Parsing XML file
I have an XML file as shown below which I am loading as a dataset in Dataiku. The XML file shows the membership of each user in in each room. In the Format/Preview dataset screen I can either select /FullReport/rooms/room to get all the rooms or /FullReport/rooms/users to get all the users. But what I really want is to have the combined output as follows:
roomID | roomTitle | fullName |
1 | Room 1 | JOHN DOE |
1 | Room 1 | TOM DOE |
2 | Room 2 | JOHN DOE |
2 | Room 2 | JOHN SMITH |
3 | Room 3 | SARAH SMITH |
Any ideas how to do that in DSS?
<FullReport xmlns:xsi="http://www.w3.org/2001/XMLSchema-instance"> <rooms> <room> <roomID>1</roomID> <roomTitle>Room 1</roomTitle> </room> <users> <fullName>JOHN DOE</fullName> </users> <users> <fullName>TOM DOE</fullName> </users> </users> </rooms> <rooms> <room> <roomID>2</roomID> <roomTitle>Room 2</roomTitle> </room> <users> <fullName>JOHN DOE</fullName> </users> <users> <fullName>JOHN SMITH</fullName> </users> </users> </rooms> <rooms> <room> <roomID>3</roomID> <roomTitle>Room 3</roomTitle> </room> <users> <fullName>SARAH SMITH</fullName> </users> </users> </rooms> </FullReport>
Best Answer
-
You can do this in 2 steps:
- import the XML with format params:
- Root element XPath -> /FullReport/rooms
- Data extraction -> Explicit XPath
- extracted elements :
- ./room/roomTitle/text() -> roomTitle. (unique)
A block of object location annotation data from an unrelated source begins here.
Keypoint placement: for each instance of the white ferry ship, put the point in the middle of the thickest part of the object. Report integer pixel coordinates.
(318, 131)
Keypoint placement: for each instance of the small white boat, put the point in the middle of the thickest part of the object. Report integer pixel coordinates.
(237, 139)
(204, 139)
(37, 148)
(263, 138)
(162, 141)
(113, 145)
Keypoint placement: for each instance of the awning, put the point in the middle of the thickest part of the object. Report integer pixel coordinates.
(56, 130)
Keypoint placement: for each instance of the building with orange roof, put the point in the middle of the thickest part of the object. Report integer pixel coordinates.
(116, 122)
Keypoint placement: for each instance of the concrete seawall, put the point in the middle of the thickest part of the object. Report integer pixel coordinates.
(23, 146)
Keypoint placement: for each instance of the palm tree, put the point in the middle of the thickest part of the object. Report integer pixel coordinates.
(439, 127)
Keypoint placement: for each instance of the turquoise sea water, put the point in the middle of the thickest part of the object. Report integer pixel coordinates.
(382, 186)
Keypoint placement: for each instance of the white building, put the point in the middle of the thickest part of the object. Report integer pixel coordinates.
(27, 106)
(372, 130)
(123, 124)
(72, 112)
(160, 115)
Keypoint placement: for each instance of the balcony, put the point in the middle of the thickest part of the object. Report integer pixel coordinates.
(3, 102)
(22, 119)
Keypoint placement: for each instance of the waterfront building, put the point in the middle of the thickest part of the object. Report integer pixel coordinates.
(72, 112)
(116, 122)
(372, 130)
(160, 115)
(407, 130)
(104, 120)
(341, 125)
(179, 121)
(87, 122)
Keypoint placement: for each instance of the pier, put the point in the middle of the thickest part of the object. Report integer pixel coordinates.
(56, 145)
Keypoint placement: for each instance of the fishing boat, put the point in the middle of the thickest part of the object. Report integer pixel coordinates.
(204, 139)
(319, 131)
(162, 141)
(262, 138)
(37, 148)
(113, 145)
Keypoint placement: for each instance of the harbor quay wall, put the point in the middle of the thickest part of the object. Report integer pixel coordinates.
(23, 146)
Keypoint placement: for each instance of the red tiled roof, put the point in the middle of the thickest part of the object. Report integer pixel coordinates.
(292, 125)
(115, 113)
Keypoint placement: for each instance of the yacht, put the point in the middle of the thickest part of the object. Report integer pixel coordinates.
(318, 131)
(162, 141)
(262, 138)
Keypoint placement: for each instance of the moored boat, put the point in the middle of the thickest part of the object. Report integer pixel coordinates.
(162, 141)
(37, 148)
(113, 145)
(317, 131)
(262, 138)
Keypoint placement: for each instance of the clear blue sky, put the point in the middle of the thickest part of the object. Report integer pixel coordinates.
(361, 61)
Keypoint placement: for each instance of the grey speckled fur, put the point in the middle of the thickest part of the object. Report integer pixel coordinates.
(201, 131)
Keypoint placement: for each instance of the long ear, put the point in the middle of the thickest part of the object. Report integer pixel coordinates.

- ./room/roomID/text() -> roomID (unique)
- ./users/fullName/text() -> users
- use a Prepare recipe to fold the users array with the Fold processor
Answers
-
Turribeach Dataiku DSS Core Designer, Neuron, Dataiku DSS Adv Designer, Registered, Neuron 2023 Posts: 2,090 Neuron
Hi, I played with it last night a bit more and I ended up doing the same thing you suggested so thanks for validating the road I took. It's a pity you can't extract the values into rows as part of the load as this can speed up the file load. But for my use case the file wasn't that big so the extra recipe didn't take that long. Thanks!